Hacker News new | ask | show | jobs
by inopinatus 784 days ago
Correct. You must perceive them as plausibility engines. The unstated hypothesis is that plausibility of output may converge towards correctness of output with increasing scale and sophistication. This hypothesis remains very far from proven.
2 comments

I don't think it's that hard to understand what the hell is going on with LLMs under the hood. Ultimately it's a weighted sample of the training data. It has a relationship with reality insofar as one exists within the training data. HFRL makes it easier to believe something crazy is happening because the output is being weighted towards something that's believable to us.
Depending on what you mean by "weighted sample", that's either trivially true (the network is of course a function of its training data and nothing else) or trivially false (the network generalizes over the training data and has not memorized it). It is not a good intuition pump for why an LLM can hold up one end of a conversation, or follow novel instructions - it is not reading from a script, nor regurgitating chopped up pieces of text like a Markov chain. It is doing something very clever in a way that is not obvious.
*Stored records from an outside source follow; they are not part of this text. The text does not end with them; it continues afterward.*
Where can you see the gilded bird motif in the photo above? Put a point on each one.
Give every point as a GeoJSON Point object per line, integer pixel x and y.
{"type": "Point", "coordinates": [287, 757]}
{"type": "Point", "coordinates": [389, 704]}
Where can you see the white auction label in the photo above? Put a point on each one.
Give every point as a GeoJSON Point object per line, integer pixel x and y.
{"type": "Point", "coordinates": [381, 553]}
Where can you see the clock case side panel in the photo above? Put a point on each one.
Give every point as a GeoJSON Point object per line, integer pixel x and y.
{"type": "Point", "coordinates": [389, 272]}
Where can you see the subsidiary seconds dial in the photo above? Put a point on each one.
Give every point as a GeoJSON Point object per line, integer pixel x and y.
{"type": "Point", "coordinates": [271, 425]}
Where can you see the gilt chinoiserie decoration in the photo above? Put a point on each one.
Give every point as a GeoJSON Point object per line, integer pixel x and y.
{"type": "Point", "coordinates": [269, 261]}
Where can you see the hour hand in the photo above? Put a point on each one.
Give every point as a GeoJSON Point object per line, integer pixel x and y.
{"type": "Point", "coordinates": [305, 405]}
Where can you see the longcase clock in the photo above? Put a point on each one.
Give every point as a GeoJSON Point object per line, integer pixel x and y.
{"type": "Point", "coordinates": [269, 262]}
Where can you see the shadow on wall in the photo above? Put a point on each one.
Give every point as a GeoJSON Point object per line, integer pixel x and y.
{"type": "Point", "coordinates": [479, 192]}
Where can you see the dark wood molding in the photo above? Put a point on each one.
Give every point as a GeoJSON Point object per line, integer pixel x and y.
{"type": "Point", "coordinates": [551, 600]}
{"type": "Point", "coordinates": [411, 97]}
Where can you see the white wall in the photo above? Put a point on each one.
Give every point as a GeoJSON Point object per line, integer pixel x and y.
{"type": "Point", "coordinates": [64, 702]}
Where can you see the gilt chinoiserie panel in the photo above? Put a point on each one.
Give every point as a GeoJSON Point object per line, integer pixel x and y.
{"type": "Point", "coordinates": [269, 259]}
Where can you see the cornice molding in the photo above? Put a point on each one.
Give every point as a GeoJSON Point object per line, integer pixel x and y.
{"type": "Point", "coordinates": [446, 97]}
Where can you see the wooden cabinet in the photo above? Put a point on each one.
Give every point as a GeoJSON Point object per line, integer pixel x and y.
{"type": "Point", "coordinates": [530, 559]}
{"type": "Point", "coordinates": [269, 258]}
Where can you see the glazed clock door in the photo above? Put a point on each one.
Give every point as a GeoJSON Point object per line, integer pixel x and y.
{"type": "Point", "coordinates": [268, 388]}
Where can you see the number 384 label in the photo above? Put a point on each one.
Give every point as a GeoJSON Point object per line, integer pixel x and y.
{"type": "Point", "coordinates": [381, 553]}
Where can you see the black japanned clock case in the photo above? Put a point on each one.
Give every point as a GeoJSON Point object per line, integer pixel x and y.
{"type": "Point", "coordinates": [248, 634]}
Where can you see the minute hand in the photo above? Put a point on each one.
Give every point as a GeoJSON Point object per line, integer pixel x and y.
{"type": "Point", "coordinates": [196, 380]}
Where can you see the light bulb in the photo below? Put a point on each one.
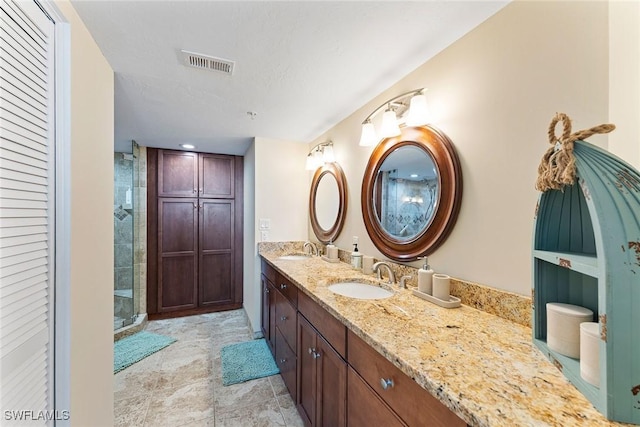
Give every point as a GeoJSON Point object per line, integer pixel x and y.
{"type": "Point", "coordinates": [317, 159]}
{"type": "Point", "coordinates": [327, 154]}
{"type": "Point", "coordinates": [368, 137]}
{"type": "Point", "coordinates": [310, 163]}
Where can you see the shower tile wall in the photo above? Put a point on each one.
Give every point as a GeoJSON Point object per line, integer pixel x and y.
{"type": "Point", "coordinates": [140, 229]}
{"type": "Point", "coordinates": [123, 237]}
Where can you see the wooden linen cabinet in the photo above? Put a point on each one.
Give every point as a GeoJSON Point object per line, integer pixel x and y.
{"type": "Point", "coordinates": [196, 232]}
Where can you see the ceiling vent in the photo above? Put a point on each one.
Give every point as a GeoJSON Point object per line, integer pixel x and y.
{"type": "Point", "coordinates": [204, 62]}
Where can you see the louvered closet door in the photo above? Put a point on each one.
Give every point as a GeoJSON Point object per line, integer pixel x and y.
{"type": "Point", "coordinates": [26, 208]}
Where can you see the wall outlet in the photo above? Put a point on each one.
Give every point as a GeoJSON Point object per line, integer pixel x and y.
{"type": "Point", "coordinates": [265, 224]}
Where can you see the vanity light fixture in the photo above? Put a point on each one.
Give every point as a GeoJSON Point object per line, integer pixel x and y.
{"type": "Point", "coordinates": [319, 155]}
{"type": "Point", "coordinates": [409, 108]}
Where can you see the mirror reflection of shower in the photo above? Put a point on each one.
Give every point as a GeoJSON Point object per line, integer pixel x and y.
{"type": "Point", "coordinates": [126, 180]}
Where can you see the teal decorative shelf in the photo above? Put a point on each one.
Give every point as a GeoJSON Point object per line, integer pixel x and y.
{"type": "Point", "coordinates": [587, 252]}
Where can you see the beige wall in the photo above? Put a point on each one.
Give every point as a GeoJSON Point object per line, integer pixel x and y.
{"type": "Point", "coordinates": [493, 92]}
{"type": "Point", "coordinates": [281, 194]}
{"type": "Point", "coordinates": [624, 79]}
{"type": "Point", "coordinates": [92, 124]}
{"type": "Point", "coordinates": [251, 267]}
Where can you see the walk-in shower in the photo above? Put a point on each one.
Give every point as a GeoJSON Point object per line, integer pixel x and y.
{"type": "Point", "coordinates": [129, 242]}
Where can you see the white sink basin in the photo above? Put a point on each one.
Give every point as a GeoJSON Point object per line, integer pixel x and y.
{"type": "Point", "coordinates": [293, 257]}
{"type": "Point", "coordinates": [359, 290]}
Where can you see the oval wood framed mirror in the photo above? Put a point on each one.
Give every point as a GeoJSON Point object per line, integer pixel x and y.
{"type": "Point", "coordinates": [328, 202]}
{"type": "Point", "coordinates": [411, 193]}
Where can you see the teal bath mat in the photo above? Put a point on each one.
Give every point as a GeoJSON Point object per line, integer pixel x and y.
{"type": "Point", "coordinates": [136, 347]}
{"type": "Point", "coordinates": [246, 361]}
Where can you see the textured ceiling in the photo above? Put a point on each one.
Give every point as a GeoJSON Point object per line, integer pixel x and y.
{"type": "Point", "coordinates": [301, 66]}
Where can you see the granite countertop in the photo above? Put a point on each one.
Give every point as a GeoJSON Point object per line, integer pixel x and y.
{"type": "Point", "coordinates": [484, 368]}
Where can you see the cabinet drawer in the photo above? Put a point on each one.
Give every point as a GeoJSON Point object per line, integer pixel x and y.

>It has a relationship with reality insofar as one exists within the training data

This is true of anything that learns.

> this is true of anything that learns

Sure, but most things that learn have actual reality as a training set. LLMs have human curated data, which isn’t and can’t be perfectly representative of reality.

Couldn't have said it better myself.
I also think you get the best results when thinking about using them this way too, any other way of using them seems to end in disappointment.